Recently the TA VIE project was presented at the last congress of American Society for Engineering Education (ASEE) 2019, this annual xonference and exposition is the only conference dedicated to all disciplines of engineering education. It is committed to fostering the exchange of ideas, enhancing teaching methods and curriculum, and providing prime networking opportunities for engineering and technology education stakeholders such as deans, faculty members and industry and government representatives
The following abstract is part of the article presented by TA VIE team in the framework of the conference:
This work-in-progress paper presents a newly launched EU-project, TA VIE: Tools for Enhancing and Assessing the Value of International Experience for Engineers. The project is a three-year collaboration between technical faculty at universities in Spain, France, Italy, Hungary and Sweden, with associate partners representing industry, consultants, educational organizations and student bodies. As a rationale for the project lies a recognition of two facts: the ever-increasing need for global competence among engineering graduates and professionals, and the still overwhelming reliance on structural indicators to gauge internationalization, as opposed to means to objectively and reliably measure qualitative outcomes of internationalization and learning activities for global competence. The project has four specific objectives: 1. To identify the global competence (knowledge, skills and attitudes) needed by engineers. 2. To develop a robust toolkit with which institutions of higher education, companies and organizations can assess individual global competence, and so also measure the effect and effectiveness of training and international mobility. 3. Develop innovative and effective teaching and training strategies for students in higher education, focusing on curriculum design and making better use of the many already existing opportunities for embedded mobility and collaboration. 4. Develop strategies and ways of valorising the competence of engineers with global competence, to promote employability. The project’s rationale and specific objectives may seem straightforward and in line with international educational trends of the last decades, however, while primarily aimed at introducing the project, the paper wishes to problematize it.
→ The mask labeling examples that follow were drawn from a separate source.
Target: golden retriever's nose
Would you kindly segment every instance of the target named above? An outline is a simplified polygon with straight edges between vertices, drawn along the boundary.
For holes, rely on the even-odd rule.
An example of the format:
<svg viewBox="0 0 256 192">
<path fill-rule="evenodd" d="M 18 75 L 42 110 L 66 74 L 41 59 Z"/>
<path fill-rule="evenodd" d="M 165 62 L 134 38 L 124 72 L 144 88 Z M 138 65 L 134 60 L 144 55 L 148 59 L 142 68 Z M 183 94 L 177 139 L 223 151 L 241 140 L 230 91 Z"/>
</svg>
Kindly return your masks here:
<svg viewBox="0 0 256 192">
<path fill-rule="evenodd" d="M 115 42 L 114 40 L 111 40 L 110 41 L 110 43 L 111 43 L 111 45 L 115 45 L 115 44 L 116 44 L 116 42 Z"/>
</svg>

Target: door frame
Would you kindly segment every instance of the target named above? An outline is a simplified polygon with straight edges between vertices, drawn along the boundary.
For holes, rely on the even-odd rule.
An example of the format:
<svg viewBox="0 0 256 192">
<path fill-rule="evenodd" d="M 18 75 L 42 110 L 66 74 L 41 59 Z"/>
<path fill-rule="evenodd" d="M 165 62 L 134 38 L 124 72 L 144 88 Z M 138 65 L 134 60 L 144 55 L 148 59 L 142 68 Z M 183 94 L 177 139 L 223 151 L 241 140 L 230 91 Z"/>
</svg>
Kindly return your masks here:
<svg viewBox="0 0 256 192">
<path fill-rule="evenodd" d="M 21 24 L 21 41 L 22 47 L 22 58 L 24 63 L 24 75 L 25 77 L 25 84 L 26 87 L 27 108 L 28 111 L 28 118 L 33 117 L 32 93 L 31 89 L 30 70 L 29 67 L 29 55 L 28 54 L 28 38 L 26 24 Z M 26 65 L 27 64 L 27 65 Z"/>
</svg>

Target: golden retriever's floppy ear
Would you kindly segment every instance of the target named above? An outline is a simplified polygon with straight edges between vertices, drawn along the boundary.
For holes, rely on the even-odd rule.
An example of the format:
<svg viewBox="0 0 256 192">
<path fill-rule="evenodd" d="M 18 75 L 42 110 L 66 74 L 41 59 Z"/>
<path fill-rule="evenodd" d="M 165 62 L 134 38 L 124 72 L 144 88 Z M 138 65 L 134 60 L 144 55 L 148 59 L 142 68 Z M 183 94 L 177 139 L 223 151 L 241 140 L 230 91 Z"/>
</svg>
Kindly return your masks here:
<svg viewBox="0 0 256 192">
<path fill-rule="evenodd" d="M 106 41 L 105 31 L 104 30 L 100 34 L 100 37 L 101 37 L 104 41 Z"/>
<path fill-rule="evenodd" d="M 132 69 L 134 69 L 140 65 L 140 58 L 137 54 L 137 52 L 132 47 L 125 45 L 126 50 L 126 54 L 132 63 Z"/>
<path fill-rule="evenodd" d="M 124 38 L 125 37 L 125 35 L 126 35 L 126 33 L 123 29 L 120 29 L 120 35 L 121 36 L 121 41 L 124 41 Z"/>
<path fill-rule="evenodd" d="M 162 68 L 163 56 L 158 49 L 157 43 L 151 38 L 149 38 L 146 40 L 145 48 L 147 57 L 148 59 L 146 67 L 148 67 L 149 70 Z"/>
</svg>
The project is situated within a very specific EU context. Questions are raised about what understanding of the rationale and objectives the project partners, coming from countries with significant political and socioeconomic differences, bring to the project. If global competency for engineers is indeed the ability to “work effectively with people who define problems differently”, the project would seem to have, as its very first challenge, to find ways of making the collaboration and its objectives meaningful both at the local, national and EU levels.